Später habe er in ähnlicher Weise eine Urkunde über eine bestandene Promotion, als die Prüfung für den Doktortitel, gefälscht. Eine Behörde beglaubigte die Urkunden. „Das hat mir alle Türen geöffnet“, sagte der Angeklagte.

Experte für Islamischen Religionsunterricht

Er habe sich weitergebildet, an seiner Rhetorik gefeilt. Nach und nach erarbeitete er sich einen Ruf als Experte für Integration, wurde landesweit als Referent eingeladen. Schließlich sei das NRW-Schulministerium auf ihn aufmerksam geworden und habe ihm ein Angebot als wissenschaftlicher Mitarbeiter gemacht.

Im Ministerium beschäftigte er sich unter anderem mit den Folgen von Migration für das Schulwesen und schließlich immer mehr mit dem politisch umstrittenen Thema Islamischer Religionsunterricht. Seine Vorgesetzten seien immer zufrieden gewesen, erzählte er. Ungewöhnlich rasch stieg er die Karriereleiter hoch.

Lehraufträge kamen hinzu. Als Religionssoziologe lehrte er an den Hochschulen in Bielefeld, Münster, Duisburg-Essen und an der NRW-Polizeihochschule. Er bekam eine Auszeichnung für seine Lehre, wurde als Experte zu prominent besetzten Podien eingeladen, nahm an Diskussionsveranstaltungen etwa mit dem früheren Bundespräsidenten Christian Wulff teil.

Schließlich beriet der Mann direkt Minister der NRW-Landesregierung, vor allem in Islamfragen. „Ich war als Lehrer und als Experte gut und anerkannt“, sagte er den Richtern. Zweifel an seinen akademischen Fähigkeiten habe es nie gegeben. Dass der angebliche „Prof. Dr.“ dabei Zeugnisse über seine formalen Qualifikationen gefälscht habe, bereue er heute.

Vor drei Jahren wurden Zweifel öffentlich

2021 flog der ganze Schwindel auf. Nachdem die Welt den Skandal enthüllt hatte, beendete das Land NRW öffentlichkeitswirksam die Zusammenarbeit. Es gebe „begründete Zweifel in Bezug auf die akademische Laufbahn“, schrieb die Landesregierung damals zur Begründung. Außerdem erstattete das Land Anzeige gegen den heute 47-Jährigen.

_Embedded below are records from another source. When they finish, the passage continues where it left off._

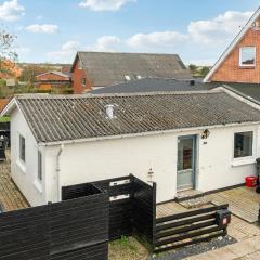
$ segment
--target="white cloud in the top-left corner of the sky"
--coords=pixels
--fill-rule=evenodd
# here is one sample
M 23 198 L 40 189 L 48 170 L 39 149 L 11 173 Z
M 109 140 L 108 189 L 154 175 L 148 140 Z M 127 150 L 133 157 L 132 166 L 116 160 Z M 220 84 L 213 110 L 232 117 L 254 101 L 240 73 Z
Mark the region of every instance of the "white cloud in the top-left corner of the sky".
M 14 22 L 21 18 L 25 13 L 25 8 L 18 4 L 17 0 L 5 1 L 0 5 L 0 20 Z

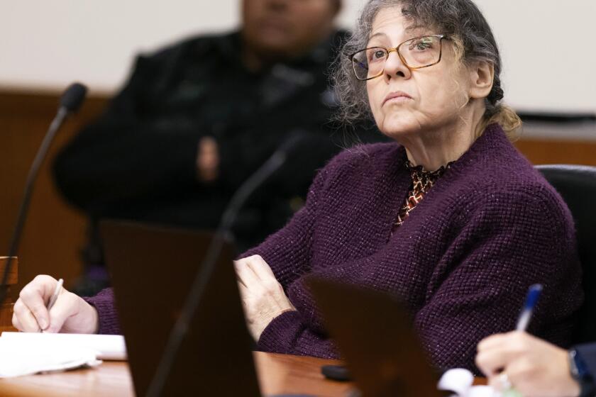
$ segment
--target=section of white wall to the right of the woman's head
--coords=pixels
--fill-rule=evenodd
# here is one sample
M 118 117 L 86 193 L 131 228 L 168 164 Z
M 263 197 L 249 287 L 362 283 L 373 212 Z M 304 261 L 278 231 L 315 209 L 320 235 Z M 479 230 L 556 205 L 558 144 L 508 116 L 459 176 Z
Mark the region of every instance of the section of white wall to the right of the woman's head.
M 516 108 L 596 113 L 596 0 L 476 0 Z

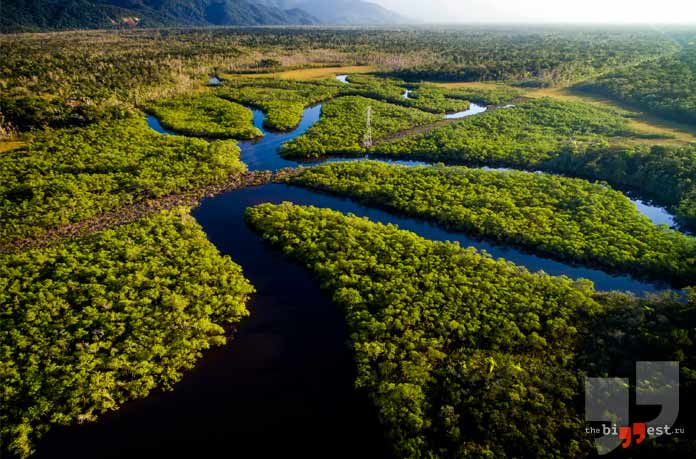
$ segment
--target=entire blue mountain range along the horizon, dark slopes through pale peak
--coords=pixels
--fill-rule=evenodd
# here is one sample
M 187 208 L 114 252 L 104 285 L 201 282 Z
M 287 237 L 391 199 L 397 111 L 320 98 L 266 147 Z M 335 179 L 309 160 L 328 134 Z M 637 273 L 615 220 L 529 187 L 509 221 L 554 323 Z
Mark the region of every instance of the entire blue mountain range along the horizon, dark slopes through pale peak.
M 361 0 L 0 0 L 0 32 L 396 22 L 404 18 Z

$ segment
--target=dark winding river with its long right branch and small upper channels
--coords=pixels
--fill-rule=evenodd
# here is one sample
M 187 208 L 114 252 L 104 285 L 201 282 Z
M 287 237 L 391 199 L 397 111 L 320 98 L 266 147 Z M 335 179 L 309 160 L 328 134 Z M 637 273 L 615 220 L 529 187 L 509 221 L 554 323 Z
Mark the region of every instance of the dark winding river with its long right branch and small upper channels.
M 265 135 L 240 143 L 242 161 L 250 170 L 296 167 L 298 163 L 278 156 L 278 148 L 306 132 L 320 114 L 320 105 L 308 108 L 295 131 L 273 133 L 263 129 L 263 113 L 254 111 L 254 124 Z M 148 123 L 167 133 L 153 117 Z M 394 223 L 428 239 L 486 250 L 531 271 L 588 278 L 599 289 L 643 293 L 664 287 L 477 241 L 302 188 L 272 184 L 232 191 L 205 199 L 193 215 L 255 286 L 251 317 L 239 324 L 229 345 L 206 352 L 174 391 L 130 402 L 96 423 L 53 429 L 36 457 L 388 457 L 376 412 L 352 385 L 355 370 L 343 314 L 309 270 L 267 247 L 244 223 L 247 207 L 283 201 Z

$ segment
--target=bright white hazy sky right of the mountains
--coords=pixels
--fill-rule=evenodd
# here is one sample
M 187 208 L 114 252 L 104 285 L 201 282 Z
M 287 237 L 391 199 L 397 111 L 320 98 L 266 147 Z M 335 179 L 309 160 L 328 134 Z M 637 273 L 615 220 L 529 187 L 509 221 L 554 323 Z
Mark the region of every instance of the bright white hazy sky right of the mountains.
M 696 0 L 370 0 L 426 22 L 696 23 Z

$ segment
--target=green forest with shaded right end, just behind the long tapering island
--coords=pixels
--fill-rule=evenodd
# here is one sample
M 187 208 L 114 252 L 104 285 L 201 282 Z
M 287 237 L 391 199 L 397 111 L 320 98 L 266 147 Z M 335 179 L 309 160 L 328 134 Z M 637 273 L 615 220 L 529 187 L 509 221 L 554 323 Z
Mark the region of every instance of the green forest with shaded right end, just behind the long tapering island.
M 620 113 L 539 99 L 378 144 L 371 153 L 606 180 L 669 206 L 681 224 L 696 228 L 696 148 L 624 142 L 635 137 L 641 135 Z

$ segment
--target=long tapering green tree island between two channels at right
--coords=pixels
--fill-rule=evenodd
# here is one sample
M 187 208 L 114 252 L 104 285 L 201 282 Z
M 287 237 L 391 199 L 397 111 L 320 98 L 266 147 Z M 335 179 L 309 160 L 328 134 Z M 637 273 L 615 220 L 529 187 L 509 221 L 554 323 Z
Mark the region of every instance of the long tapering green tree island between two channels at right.
M 290 179 L 561 260 L 688 285 L 696 238 L 659 228 L 623 194 L 585 180 L 376 162 L 313 167 Z

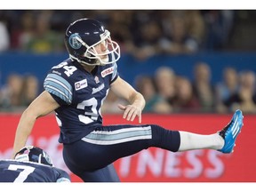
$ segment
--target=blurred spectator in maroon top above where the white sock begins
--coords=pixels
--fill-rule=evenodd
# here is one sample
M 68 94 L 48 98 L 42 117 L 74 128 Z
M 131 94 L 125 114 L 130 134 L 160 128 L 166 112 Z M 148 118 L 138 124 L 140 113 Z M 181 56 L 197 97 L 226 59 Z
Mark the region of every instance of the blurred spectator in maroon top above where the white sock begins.
M 176 77 L 176 95 L 173 100 L 174 112 L 192 113 L 200 112 L 199 100 L 194 95 L 191 82 L 187 77 Z

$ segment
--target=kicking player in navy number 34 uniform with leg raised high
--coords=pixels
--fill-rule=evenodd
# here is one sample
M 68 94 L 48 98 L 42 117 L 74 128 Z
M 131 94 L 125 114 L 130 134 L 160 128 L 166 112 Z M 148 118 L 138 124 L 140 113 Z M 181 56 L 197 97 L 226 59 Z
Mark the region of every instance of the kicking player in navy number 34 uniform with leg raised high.
M 120 181 L 113 163 L 142 149 L 157 147 L 172 152 L 199 148 L 231 153 L 243 126 L 237 110 L 220 132 L 201 135 L 141 124 L 145 100 L 118 75 L 119 45 L 98 20 L 81 19 L 71 23 L 65 33 L 69 58 L 53 66 L 44 80 L 44 92 L 20 117 L 13 153 L 23 147 L 36 119 L 55 111 L 60 126 L 63 158 L 71 172 L 84 181 Z M 119 105 L 128 122 L 139 124 L 102 125 L 101 105 L 108 91 L 128 101 Z

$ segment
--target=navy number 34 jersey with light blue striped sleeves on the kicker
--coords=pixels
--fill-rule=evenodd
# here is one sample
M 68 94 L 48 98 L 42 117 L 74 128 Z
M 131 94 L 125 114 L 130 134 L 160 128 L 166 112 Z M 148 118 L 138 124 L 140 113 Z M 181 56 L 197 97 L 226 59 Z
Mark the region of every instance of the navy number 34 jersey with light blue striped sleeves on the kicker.
M 55 110 L 60 143 L 80 140 L 102 124 L 100 108 L 117 76 L 116 63 L 96 66 L 89 73 L 68 59 L 50 70 L 44 89 L 60 104 Z

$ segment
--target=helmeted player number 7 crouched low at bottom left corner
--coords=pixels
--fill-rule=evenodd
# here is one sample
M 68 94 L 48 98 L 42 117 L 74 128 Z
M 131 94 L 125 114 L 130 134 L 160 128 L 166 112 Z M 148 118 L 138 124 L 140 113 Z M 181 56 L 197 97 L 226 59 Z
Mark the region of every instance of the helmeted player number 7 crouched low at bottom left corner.
M 0 182 L 70 182 L 68 172 L 54 167 L 42 148 L 21 148 L 14 158 L 0 160 Z

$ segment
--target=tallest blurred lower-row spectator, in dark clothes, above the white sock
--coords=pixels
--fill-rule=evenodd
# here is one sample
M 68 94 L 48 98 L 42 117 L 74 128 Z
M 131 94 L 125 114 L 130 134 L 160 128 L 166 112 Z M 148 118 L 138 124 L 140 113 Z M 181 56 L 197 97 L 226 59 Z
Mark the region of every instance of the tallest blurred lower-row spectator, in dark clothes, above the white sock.
M 212 112 L 215 106 L 215 88 L 211 83 L 212 71 L 205 62 L 197 62 L 194 68 L 193 92 L 199 100 L 202 112 Z

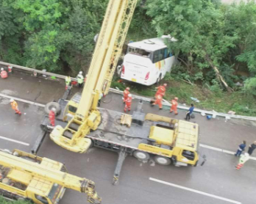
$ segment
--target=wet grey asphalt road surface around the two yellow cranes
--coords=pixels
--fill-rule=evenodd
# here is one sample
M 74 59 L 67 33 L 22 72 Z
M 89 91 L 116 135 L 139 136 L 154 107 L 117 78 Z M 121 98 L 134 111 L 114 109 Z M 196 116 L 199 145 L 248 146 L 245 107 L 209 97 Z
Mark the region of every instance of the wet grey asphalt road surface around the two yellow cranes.
M 6 84 L 10 83 L 8 79 L 15 86 L 7 86 Z M 34 101 L 35 95 L 26 94 L 34 90 L 44 95 L 38 98 L 40 101 L 37 102 L 40 103 L 57 100 L 57 95 L 63 95 L 61 81 L 50 81 L 50 86 L 49 81 L 32 79 L 29 76 L 26 76 L 25 82 L 22 81 L 24 84 L 20 83 L 18 76 L 11 76 L 8 79 L 0 80 L 1 93 L 12 95 L 14 92 L 15 97 Z M 34 80 L 40 80 L 39 87 L 35 88 L 32 85 Z M 138 101 L 133 101 L 132 111 L 136 103 Z M 21 117 L 14 114 L 6 98 L 0 98 L 0 148 L 29 151 L 40 132 L 39 124 L 43 116 L 43 108 L 21 102 L 18 105 L 21 112 L 26 113 Z M 120 95 L 111 93 L 102 99 L 102 107 L 122 111 L 124 104 L 121 103 Z M 185 116 L 182 110 L 179 110 L 179 115 L 174 116 L 168 112 L 167 107 L 159 111 L 157 106 L 151 107 L 147 103 L 143 105 L 143 110 L 179 119 Z M 192 121 L 200 125 L 203 145 L 235 151 L 241 140 L 246 139 L 250 143 L 256 139 L 255 123 L 252 122 L 243 120 L 225 122 L 222 118 L 206 120 L 199 114 L 196 114 L 195 120 Z M 61 161 L 65 163 L 68 172 L 95 181 L 96 191 L 102 196 L 102 203 L 105 204 L 255 203 L 256 161 L 247 161 L 243 169 L 238 171 L 235 170 L 238 158 L 232 154 L 205 147 L 201 147 L 200 152 L 201 155 L 207 156 L 207 162 L 202 167 L 164 167 L 154 164 L 153 161 L 142 163 L 128 156 L 124 161 L 118 186 L 111 184 L 117 160 L 116 153 L 99 148 L 92 148 L 85 154 L 72 153 L 46 138 L 38 155 Z M 60 204 L 68 203 L 86 203 L 85 195 L 68 190 Z

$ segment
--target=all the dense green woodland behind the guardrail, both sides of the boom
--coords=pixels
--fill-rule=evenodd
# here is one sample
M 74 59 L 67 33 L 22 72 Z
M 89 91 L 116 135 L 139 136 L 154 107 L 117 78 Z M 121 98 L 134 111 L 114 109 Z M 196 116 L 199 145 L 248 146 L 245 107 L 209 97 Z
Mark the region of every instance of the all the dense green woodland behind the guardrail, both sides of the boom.
M 86 71 L 107 2 L 0 0 L 0 59 L 71 75 Z M 174 76 L 256 95 L 255 11 L 252 0 L 141 0 L 127 41 L 171 34 L 178 41 L 168 47 L 180 62 Z

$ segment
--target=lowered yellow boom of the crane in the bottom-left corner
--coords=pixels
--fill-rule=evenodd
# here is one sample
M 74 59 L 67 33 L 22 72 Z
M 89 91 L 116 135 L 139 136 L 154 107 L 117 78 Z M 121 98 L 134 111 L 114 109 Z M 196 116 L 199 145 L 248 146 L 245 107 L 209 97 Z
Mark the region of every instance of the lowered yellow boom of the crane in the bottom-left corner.
M 90 181 L 87 178 L 79 178 L 78 176 L 68 174 L 67 172 L 56 170 L 50 167 L 50 165 L 38 164 L 37 162 L 28 161 L 19 157 L 24 156 L 24 154 L 25 156 L 32 158 L 34 157 L 35 159 L 38 158 L 39 161 L 45 160 L 48 164 L 51 164 L 52 161 L 50 159 L 42 159 L 40 157 L 30 155 L 29 153 L 24 153 L 20 150 L 15 150 L 14 155 L 0 151 L 0 165 L 10 167 L 13 170 L 27 172 L 33 176 L 42 178 L 43 180 L 57 183 L 67 189 L 73 189 L 77 192 L 85 193 L 88 195 L 89 203 L 101 203 L 101 198 L 98 197 L 97 193 L 94 191 L 95 183 L 93 181 Z M 55 163 L 55 161 L 52 161 L 52 163 Z

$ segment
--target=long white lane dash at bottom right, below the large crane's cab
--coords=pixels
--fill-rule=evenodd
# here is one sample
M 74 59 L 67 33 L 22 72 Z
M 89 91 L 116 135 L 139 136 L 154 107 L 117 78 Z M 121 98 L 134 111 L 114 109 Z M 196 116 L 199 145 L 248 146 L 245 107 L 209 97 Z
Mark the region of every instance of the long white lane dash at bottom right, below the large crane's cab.
M 183 189 L 183 190 L 186 190 L 186 191 L 189 191 L 189 192 L 194 192 L 194 193 L 197 193 L 197 194 L 203 194 L 203 195 L 206 195 L 208 197 L 216 198 L 218 200 L 224 200 L 224 201 L 227 201 L 227 202 L 230 202 L 230 203 L 241 204 L 241 202 L 238 202 L 238 201 L 235 201 L 235 200 L 230 200 L 228 198 L 220 197 L 220 196 L 217 196 L 217 195 L 214 195 L 214 194 L 208 194 L 208 193 L 205 193 L 205 192 L 200 192 L 200 191 L 195 190 L 195 189 L 190 189 L 190 188 L 187 188 L 187 187 L 184 187 L 184 186 L 179 186 L 179 185 L 174 184 L 174 183 L 168 183 L 166 181 L 161 181 L 161 180 L 158 180 L 156 178 L 149 178 L 149 180 L 150 181 L 155 181 L 157 183 L 163 183 L 163 184 L 166 184 L 168 186 L 173 186 L 173 187 L 176 187 L 178 189 Z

Der Staatsanwalt zeigte sich von dem früheren akademischen Ruhm des Angeklagten wenig beeindruckt. Er habe Urkunden gefälscht, Titel zu Unrecht getragen und den Staat um seinen Verdienst aus zwölf Jahren als Beamter betrogen, argumentierte der Anklagevertreter. Denn ohne die gefälschten Dokumente hätte er nie Beamter werden können.

Dass der mutmaßliche Hochstapler die NRW-Landesregierung beraten hat, spielt juristisch übrigens keine Rolle: Für eine solche Tätigkeit sind keine speziellen Qualifikationen vorgeschrieben, so dass in diesem Punkt wohl keine Straftat vorliegt. Für den Angeklagten gilt bis zum rechtskräftigen Abschluss des Verfahrens die Unschuldsvermutung. Ein Urteil könnte in zwei Wochen verkündet werden.